OSU wins first as No. 1


GAME TIME

Next: Ohio State at Illinois, Saturday, Noon.

Associated Press

COLUMBUS

It wasn’t Ohio State coach Thad Matta’s idea to drill his players on defense this week.

It was theirs.

David Lighty scored 18 points and Ohio State wasn’t tested in its first game as No. 1, rolling over Iowa 70-48 on Wednesday night.

“It was funny, in the film session on Monday they kind of said, ‘Hey, looking at the scores we’ve given up, we can play better [defensively] than this,”’ Matta said. “So I told them before the game, ‘You’re the ones who said that, now we’ve got to go out and back it up.’ I thought they did that.”

The Buckeyes (19-0, 6-0 Big Ten) improved to 60-4 when ranked first in The Associated Press poll.

Shaky at times on offense, they set the tone and tenor with their defense right out of the box.

“They got us off to a slow start,” Iowa coach Fran McCaffery said. “You go on the road, you play a team of this caliber, you need to get off to a good start offensively. You need some buckets, you need to settle down, you need to get some type of flow. We never had a flow. Every basket we got in the first half was a struggle.”

Up 40-23 at halftime, the Buckeyes reeled off seven of the first nine points of the second half to push the lead to 22. The outcome wasn’t in doubt the rest of the way.

William Buford had 15 points and Jared Sullinger added 13 for the Buckeyes, topping the polls for the first time since the final three weeks of the 2006-07 regular season. That season’s team went to the national championship game, losing to defending champion Florida and finishing with a 35-4 record.

Lighty said nothing changed for the Buckeyes by moving up a spot in the rankings to replace Duke, which had been on top all season.

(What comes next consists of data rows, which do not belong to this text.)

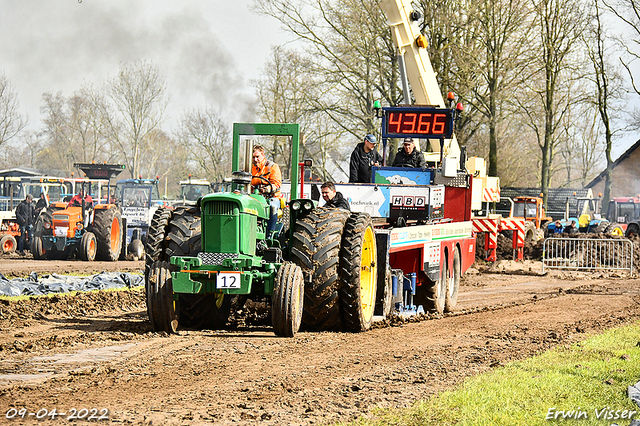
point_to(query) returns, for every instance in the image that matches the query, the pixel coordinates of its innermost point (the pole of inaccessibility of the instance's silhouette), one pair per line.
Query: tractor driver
(267, 179)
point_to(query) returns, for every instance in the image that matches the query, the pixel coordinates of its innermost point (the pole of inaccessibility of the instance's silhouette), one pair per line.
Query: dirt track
(97, 351)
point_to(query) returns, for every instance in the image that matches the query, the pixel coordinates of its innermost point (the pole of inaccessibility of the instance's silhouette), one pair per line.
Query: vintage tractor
(200, 257)
(88, 230)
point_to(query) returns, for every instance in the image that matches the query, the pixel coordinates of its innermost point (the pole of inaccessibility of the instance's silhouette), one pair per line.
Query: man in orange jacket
(267, 178)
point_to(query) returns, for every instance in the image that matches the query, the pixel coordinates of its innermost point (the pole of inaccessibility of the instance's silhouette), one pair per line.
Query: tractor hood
(230, 222)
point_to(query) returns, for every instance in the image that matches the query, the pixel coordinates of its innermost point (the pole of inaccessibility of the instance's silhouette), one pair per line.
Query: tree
(607, 90)
(205, 138)
(11, 121)
(134, 108)
(560, 24)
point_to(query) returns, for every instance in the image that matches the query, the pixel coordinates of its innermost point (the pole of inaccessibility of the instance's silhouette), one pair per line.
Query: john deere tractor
(200, 257)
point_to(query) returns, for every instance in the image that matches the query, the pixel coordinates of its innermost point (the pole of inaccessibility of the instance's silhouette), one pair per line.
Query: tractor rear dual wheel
(287, 300)
(315, 248)
(358, 273)
(8, 244)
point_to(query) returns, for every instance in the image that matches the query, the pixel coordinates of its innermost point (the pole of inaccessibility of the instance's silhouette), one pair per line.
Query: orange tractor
(80, 227)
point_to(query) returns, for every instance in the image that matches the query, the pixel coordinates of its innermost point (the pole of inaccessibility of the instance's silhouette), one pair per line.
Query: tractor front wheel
(160, 304)
(88, 247)
(287, 300)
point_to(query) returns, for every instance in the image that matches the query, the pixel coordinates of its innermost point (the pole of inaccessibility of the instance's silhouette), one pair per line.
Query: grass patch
(587, 379)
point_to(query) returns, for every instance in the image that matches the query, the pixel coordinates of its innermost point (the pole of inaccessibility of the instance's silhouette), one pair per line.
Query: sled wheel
(358, 272)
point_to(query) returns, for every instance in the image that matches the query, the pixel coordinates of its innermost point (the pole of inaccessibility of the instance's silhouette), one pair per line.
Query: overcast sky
(206, 50)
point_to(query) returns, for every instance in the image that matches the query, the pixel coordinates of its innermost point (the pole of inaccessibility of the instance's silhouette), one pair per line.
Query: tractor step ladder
(588, 254)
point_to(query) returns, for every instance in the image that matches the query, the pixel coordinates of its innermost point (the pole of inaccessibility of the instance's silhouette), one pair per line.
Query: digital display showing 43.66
(426, 123)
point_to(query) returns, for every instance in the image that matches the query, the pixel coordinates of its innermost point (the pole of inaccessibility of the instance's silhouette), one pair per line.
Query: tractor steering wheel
(264, 179)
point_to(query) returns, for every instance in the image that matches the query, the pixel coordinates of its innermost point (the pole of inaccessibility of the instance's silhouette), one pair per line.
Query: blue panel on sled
(402, 175)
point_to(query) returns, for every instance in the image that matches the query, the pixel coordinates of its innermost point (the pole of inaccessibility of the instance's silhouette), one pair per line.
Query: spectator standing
(363, 157)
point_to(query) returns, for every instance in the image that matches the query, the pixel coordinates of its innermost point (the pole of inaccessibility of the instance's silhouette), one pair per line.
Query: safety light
(421, 41)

“From our point of view, nothing was really different at all,” he said. “We approached the game the same way, practiced the same way — just worrying about us and getting better.”

Four players had four assists apiece for the Buckeyes. Aaron Craft set an Ohio State freshman record with seven steals, tying for the second-most ever at the school behind Troy Taylor’s eight.